There is one additional variable in our dataset that probably plays a strong role in shaping ideology: one’s party affiliation. It is of course quite unclear whether party affiliation causes ideology, or vice versa, but there is strong evidence that one’s party affiliation tends to match one’s parents’, so it may be that party ID affects ideology rather than (as many think) vice versa. What happens if we include that in the regression?
mr3 <- lm(ideology_con ~ age + gender_male + race_white +
education + income + partyid_rep,data=anes_2008tr)
summary(mr3)
Call:
lm(formula = ideology_con ~ age + gender_male + race_white +
education + income + partyid_rep, data = anes_2008tr)
Residuals:
Min 1Q Median 3Q Max
-4.5688 -0.6376 0.0913 0.6234 3.8186
Coefficients:
Estimate Std. Error t value Pr(>|t|)
(Intercept) 2.952996 0.105709 27.935 < 2e-16 ***
age 0.007132 0.001291 5.524 3.69e-08 ***
gender_male 0.037217 0.047631 0.781 0.434662
race_white -0.191276 0.052315 -3.656 0.000262 ***
education -0.059686 0.015963 -3.739 0.000189 ***
income 0.024077 0.024092 0.999 0.317723
partyid_rep 0.324924 0.012876 25.236 < 2e-16 ***
---
Signif. codes: 0 '***' 0.001 '**' 0.01 '*' 0.05 '.' 0.1 ' ' 1
Residual standard error: 1.127 on 2315 degrees of freedom
Multiple R-squared: 0.2409, Adjusted R-squared: 0.2389
F-statistic: 122.4 on 6 and 2315 DF, p-value: < 2.2e-16
The results illustrate the tricky nature of multiple regression. It’s easy to run it, but the interpretation is where knowledge of both statistics and substance are crucial. Gender has now lost its already-meager signficance, but more suprisingly, so has income! This suggests that income’s effects on ideology may have been going through party id: that is, increased income may not in fact make one directly more conservative, but instead just make one more Republican, which in turn makes one more conservative. Without party id, the effect of income appears strong, but with party id, it disappears altogether, although the rest of the variables remain similar. So again, the interpretation seems to be that income \(\rightarrow\) Republicanism \(\rightarrow\) ideology, so that if you control for people of equal Republicanism, the effect of changing income on ideology is non-existant.
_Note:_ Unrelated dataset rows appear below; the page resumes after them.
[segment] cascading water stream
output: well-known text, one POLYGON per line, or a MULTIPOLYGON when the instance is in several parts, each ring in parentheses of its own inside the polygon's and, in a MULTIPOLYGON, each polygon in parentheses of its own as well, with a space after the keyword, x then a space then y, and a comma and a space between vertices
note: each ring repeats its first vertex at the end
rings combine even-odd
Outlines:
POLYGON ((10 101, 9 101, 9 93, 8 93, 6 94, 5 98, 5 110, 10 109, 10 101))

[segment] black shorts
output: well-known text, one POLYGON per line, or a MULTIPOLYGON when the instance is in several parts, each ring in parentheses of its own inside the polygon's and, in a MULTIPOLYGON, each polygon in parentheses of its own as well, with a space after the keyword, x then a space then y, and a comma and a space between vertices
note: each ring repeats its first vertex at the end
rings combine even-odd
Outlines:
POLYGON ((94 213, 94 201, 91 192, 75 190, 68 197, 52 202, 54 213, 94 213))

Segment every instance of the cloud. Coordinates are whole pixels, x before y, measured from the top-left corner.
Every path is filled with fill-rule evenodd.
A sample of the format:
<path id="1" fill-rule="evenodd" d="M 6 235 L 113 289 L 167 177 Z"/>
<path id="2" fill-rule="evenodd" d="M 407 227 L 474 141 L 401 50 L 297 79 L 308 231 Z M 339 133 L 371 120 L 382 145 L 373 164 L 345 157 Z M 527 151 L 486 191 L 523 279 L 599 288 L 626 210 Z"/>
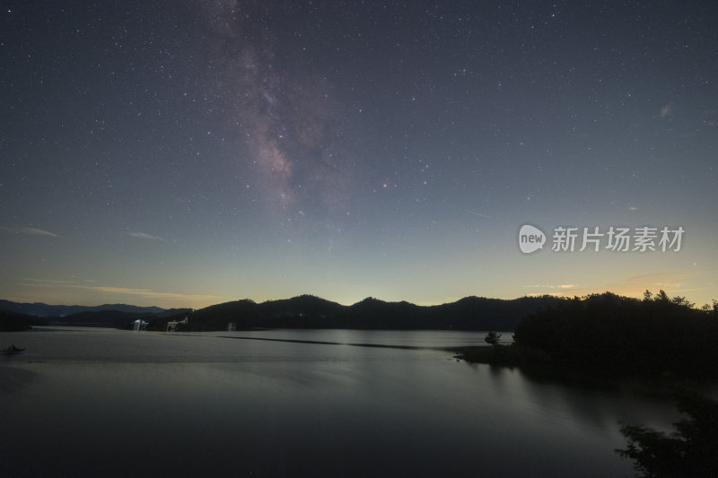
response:
<path id="1" fill-rule="evenodd" d="M 88 282 L 92 281 L 84 281 Z M 47 287 L 47 288 L 69 288 L 69 289 L 81 289 L 83 291 L 91 291 L 94 292 L 102 292 L 109 294 L 119 294 L 128 296 L 141 296 L 144 298 L 153 299 L 172 299 L 188 301 L 213 301 L 222 299 L 216 295 L 209 294 L 182 294 L 179 292 L 158 292 L 151 289 L 133 289 L 129 287 L 115 287 L 107 285 L 83 285 L 77 283 L 75 281 L 58 281 L 51 279 L 31 279 L 24 278 L 20 285 L 26 287 Z"/>
<path id="2" fill-rule="evenodd" d="M 558 283 L 558 284 L 544 284 L 544 283 L 535 283 L 530 285 L 524 285 L 524 287 L 529 289 L 574 289 L 576 287 L 576 284 L 574 283 Z"/>
<path id="3" fill-rule="evenodd" d="M 146 234 L 144 232 L 127 232 L 127 236 L 132 236 L 133 238 L 144 239 L 147 239 L 147 240 L 164 240 L 163 239 L 162 239 L 160 237 L 152 236 L 152 235 Z"/>
<path id="4" fill-rule="evenodd" d="M 57 234 L 38 228 L 22 228 L 22 227 L 6 227 L 0 226 L 0 230 L 7 230 L 14 234 L 30 234 L 31 236 L 49 236 L 52 238 L 59 238 Z"/>

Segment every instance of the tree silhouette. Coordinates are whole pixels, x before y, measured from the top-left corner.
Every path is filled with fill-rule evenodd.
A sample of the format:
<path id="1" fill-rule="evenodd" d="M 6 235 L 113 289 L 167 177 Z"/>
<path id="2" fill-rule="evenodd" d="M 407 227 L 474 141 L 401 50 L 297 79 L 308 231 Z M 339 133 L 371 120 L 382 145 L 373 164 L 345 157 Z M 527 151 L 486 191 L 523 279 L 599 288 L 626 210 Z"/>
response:
<path id="1" fill-rule="evenodd" d="M 628 439 L 616 451 L 634 460 L 637 476 L 718 476 L 718 402 L 695 392 L 676 394 L 679 409 L 688 419 L 674 423 L 670 435 L 641 425 L 622 425 Z"/>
Only if that income makes you more Republican does it make you more conservative. (We will return to the precise interpretation of these causal pathways in the next module.)
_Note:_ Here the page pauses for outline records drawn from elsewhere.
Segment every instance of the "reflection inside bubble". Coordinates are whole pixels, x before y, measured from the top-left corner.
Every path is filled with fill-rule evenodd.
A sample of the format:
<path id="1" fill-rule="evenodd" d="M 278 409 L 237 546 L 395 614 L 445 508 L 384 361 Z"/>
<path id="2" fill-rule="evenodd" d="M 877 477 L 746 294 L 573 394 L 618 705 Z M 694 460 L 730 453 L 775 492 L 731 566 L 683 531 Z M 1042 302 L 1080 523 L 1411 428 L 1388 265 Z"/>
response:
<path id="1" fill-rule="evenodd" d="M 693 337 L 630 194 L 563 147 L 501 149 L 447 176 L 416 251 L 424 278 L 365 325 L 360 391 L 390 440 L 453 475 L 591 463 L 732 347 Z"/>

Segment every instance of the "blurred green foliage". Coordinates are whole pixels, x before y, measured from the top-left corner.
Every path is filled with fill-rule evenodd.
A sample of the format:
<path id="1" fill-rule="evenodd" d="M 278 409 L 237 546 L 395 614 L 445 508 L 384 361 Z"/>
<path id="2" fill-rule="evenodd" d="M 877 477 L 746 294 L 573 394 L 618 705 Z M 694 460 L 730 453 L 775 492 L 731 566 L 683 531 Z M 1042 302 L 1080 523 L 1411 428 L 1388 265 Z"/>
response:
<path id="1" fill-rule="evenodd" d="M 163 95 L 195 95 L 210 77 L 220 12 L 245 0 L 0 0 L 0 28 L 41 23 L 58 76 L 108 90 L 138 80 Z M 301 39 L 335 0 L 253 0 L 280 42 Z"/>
Finally, note that the \(R^2\) has gone up consierably between this model and the previous one. That is because there is a very strong correlation between party id and ideology; so much so, that some people consider them two sides of the same coin, and would not want to include party id at all, since it is in some sense just another way of measuring the dependent variable. But that is a substantive debate.
In the next lesson, we will return to this more formally, and see the derivation of the coefficients and the other regression outputs.